Until that server goes down.




Sure but sometimes that’s ok. Everything goes down sometimes. You need to figure out how much effort you’re willing to expend for each extra “9”.

I wonder what percentage of all sites hosted at AWS are actually ready for a zone to fail.


# uptime 01:43:36 up 666 days, 11:42, 1 user, load average: 0.00, 0.03, 0.01

From OVH VPS. Funny thing it's 666 today. YMMV

# uptime 01:47:03 up 640 days, 6:53, 2 users, load average: 2.39, 2.62, 2.73

From hetzner dedicated server. YMMV

# uptime 01:48:11 up 482 days, 20 min, 2 users, load average: 1.53, 2.10, 2.78

From leaseweb dedicated server. YMMV


Please patch your systems.


Why would you leave a server running that long? Is that best practice? I'm by no means a sysadmin but I do monthly scheduled reboots, because on monthly reboots you test that reboot gets you a running server that correctly comes back, and you get a more thorough fsck.

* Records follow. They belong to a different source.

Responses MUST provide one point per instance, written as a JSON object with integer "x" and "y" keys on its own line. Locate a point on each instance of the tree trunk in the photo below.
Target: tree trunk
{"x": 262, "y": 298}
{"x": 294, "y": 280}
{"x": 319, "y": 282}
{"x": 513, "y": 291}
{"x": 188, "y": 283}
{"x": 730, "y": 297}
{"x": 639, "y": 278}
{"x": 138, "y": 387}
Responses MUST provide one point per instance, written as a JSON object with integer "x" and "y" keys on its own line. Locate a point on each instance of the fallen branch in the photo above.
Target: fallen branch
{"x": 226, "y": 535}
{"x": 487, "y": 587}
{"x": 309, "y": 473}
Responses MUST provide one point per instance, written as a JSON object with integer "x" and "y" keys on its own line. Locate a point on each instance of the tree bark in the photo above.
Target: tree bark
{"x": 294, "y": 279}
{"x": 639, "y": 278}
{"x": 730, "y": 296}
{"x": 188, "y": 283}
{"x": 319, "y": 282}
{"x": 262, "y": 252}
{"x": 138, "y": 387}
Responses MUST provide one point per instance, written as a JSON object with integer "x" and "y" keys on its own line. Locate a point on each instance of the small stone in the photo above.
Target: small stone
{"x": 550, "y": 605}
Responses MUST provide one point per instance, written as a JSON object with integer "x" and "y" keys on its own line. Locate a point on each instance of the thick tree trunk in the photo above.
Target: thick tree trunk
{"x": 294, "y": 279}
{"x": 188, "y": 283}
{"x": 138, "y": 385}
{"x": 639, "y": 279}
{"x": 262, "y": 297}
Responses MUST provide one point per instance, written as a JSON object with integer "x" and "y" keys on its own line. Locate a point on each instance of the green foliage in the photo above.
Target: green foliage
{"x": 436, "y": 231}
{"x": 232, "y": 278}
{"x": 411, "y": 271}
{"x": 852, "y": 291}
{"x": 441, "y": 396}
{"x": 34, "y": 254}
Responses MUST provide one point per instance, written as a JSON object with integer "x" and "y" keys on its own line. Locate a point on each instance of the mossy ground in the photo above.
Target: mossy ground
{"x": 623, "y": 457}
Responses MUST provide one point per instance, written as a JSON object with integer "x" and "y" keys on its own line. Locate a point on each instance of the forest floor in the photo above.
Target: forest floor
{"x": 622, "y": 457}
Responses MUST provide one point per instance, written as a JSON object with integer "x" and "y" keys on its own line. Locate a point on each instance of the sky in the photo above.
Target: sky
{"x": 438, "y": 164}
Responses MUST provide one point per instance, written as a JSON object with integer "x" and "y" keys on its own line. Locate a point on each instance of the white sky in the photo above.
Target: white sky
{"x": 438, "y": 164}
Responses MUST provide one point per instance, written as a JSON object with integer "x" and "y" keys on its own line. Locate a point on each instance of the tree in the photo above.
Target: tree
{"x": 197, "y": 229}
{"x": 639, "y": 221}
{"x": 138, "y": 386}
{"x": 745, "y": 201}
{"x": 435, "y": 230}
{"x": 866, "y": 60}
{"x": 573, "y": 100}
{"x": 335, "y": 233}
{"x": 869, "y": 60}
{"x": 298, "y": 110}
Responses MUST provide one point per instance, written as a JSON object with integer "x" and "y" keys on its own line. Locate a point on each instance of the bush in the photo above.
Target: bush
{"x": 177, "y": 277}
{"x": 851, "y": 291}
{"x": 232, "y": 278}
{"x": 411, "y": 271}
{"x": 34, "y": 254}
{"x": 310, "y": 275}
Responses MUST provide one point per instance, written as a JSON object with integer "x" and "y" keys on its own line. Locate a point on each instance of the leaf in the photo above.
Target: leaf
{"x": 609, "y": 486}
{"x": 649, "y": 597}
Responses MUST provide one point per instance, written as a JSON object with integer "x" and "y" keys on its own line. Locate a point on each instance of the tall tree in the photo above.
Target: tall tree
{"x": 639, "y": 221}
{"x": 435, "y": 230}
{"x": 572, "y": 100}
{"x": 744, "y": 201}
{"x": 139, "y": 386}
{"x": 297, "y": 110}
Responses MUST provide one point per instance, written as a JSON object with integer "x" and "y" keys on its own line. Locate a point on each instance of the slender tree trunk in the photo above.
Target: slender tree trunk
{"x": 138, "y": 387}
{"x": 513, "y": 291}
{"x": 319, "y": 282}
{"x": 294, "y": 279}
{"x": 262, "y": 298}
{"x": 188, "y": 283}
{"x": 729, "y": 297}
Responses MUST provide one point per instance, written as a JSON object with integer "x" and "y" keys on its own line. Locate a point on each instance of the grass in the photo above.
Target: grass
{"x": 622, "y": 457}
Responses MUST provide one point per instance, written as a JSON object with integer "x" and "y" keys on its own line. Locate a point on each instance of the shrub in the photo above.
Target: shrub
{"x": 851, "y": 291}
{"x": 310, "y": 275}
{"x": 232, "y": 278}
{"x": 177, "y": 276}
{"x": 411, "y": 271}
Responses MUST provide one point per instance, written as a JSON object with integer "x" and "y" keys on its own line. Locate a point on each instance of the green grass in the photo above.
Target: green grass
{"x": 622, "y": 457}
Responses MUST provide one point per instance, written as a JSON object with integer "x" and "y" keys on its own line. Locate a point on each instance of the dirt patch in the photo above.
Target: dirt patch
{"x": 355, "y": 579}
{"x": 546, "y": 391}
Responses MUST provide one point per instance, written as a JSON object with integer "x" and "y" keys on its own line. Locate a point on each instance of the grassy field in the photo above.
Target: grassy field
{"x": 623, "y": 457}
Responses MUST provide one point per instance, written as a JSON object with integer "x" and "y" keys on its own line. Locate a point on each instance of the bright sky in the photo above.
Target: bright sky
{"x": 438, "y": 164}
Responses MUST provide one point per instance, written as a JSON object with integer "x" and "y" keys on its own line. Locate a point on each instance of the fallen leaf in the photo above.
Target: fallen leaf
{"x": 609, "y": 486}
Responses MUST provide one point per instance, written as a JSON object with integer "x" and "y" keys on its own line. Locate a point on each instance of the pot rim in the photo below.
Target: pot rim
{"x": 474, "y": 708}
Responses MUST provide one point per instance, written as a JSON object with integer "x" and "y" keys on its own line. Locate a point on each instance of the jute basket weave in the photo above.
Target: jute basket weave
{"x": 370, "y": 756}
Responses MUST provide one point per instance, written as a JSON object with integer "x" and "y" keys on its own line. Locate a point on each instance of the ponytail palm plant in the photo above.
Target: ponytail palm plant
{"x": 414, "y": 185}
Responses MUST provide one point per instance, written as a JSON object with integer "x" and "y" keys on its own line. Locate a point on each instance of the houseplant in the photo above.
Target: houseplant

Also not a sysadmin, but regular reboots are a must-have. Not only does it test that the machine comes back up, but it will also ensure that your kernel and other services are patched. Of course, the services can also be restarted separately after an update, but swapping the running kernel with a new one is still very uncommon.


Digital ocean droplet:

03:48:56 up 238 days, 15:04, 1 user, load average: 0.00, 0.01, 0.05


I'd say the risks of a server going down are about the same as an AWS setup going haywire at that level.